Ce retable était exposé dans une église située à la périphérie de Sienne, conservant parmi ses reliques l’une des pierres avec lesquelles Étienne fut lapidé. Alors que les portes des maisons sont grand ouvertes, la rue est étrangement déserte. Toute la ville est envoûtée et silencieuse. La scène est dominée par la présence délicate d’une daine grise allaitant Étienne enfant, déjà auréolé et enveloppée de ses langes. La bête est dépeinte ici sous une forme héraldique, les lignes du pavage se déployant, presque irradiant d’elle.
Les panneaux qui forment l’histoire de sainte Catherine, furent commandés par l’Hôpital de Sienne après que le pape siennois Pie II eut procédé en 1461, à la canonisation de la sainte. Elle avait prié le Christ de lui donner un nouveau cœur, totalement pur ; quelques jours plus tard, « pris de ravissement, son cœur s’éleva au-dessus de son corps, pénétra dans celui du Christ et ne fit plus qu’un avec son cœur ». Ici, Catherine est représentée en lévitation à l’extérieur d’un couvent gris vert aux toits roses. Le Christ apparaît derrière sa propre effigie, au-dessus de la porte de l’église.

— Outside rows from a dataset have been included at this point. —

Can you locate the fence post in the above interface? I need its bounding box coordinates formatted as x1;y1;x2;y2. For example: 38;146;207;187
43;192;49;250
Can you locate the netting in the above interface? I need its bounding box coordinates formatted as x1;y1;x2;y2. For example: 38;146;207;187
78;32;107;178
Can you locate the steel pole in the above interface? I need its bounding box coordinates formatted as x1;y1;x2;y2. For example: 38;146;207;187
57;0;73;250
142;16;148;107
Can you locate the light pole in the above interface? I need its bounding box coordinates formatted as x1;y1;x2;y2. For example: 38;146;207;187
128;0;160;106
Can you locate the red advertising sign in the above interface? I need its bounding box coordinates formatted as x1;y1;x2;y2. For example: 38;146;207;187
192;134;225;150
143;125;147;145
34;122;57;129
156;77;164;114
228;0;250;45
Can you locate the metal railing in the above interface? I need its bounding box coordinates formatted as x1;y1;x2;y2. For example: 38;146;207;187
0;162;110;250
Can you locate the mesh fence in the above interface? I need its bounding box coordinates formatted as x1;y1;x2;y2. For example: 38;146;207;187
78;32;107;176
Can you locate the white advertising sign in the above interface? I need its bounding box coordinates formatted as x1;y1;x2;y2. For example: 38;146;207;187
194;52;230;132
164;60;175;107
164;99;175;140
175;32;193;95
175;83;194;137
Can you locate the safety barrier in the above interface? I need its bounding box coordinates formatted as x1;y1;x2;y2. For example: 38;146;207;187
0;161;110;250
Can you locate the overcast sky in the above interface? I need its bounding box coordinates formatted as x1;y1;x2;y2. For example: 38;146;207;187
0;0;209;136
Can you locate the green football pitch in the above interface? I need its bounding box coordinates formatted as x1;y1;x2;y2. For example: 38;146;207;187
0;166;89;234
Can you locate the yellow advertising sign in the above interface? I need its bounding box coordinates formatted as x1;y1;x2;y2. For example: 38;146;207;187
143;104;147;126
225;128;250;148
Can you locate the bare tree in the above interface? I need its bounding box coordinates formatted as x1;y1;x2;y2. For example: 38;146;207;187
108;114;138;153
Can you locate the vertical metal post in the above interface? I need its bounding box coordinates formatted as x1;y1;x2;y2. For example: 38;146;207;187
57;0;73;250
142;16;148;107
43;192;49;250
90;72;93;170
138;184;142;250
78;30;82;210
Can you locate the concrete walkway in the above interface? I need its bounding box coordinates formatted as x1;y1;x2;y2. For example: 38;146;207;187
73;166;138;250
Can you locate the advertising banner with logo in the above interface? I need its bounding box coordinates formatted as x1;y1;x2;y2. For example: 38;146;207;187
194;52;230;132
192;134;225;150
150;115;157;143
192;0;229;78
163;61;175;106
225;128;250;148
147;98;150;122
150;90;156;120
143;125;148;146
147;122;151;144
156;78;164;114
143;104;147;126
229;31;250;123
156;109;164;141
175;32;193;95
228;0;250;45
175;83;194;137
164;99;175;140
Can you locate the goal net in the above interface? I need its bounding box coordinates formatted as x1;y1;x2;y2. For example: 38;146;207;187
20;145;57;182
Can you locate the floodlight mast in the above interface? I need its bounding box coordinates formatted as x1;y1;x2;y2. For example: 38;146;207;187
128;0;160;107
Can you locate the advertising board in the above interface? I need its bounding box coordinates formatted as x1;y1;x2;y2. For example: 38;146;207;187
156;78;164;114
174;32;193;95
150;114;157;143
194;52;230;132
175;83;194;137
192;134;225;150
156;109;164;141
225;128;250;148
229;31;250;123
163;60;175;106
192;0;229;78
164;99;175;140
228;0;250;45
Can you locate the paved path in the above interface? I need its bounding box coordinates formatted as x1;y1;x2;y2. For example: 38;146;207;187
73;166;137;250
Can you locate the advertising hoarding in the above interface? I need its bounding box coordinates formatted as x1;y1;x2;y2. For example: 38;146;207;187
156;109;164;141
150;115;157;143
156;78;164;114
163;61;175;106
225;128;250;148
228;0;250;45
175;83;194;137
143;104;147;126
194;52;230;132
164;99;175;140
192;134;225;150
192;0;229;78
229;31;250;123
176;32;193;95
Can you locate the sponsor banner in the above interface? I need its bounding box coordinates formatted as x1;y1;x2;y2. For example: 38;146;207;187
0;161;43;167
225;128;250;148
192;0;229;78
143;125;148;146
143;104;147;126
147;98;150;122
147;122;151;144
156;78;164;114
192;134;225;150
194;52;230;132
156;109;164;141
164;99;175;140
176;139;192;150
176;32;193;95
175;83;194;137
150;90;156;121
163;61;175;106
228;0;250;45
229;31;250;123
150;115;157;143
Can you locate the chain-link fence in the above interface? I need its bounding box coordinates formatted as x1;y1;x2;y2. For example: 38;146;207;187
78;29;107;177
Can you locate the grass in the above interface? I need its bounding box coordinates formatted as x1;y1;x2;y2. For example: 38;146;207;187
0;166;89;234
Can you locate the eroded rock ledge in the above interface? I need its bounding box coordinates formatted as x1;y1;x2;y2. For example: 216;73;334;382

Mais c’est dans le retable qu’il fit en 1463 pour la cathédrale de Pienza que les bizarreries de la dernière activité picturale du peintre (à plus de quatre-vingt ans et menacé de cécité, Giovanni continue à peindre). Ses figures touchent au grotesque. Les critiques ont voulu y voir une rapide décadence des qualités de Giovanni. Pope Hennessy estime qu’elles sont « corrompues », et qu’elles « offrent une image de peur et non de consolation ». (Néanmoins, il préfère nettement les bizarreries de Giovanni à « la complaisance et la tendresse parfois exaspérante d’un Sano di Pietro). Certaines de ses peintures de cette époque nous présentent un monde sombre peuplé de personnages aux traits creusés par une vieillesse précoce, au regard triste et hébété. Mais, en renonçant de cette manière impitoyable à toute séduction terrestre, le vieux maître, proche de sa mort, ne faisait que confirmer avec une intensité hallucinante et désolée, une vision spirituelle qui lui était familière depuis les lointaines années de sa jeunesse. Vision dure et solennelle d’une humanité sans joie, qui s’oppose âprement aux légendes enchantées. Selon Andrew Ladis, cette œuvre témoigne d’une « mentalité mal adaptée au défi du moment ». Giovanni était confronté à un monde de clarté, de rationalité et de mesure. Ce « défi du moment », ce « monde de clarté », c’est la Renaissance albertinienne. Pour prendre la véritable mesure de Giovanni, il faut évidemment tenir compte de l’échec de son œuvre à s’adapter à la nouvelle esthétique.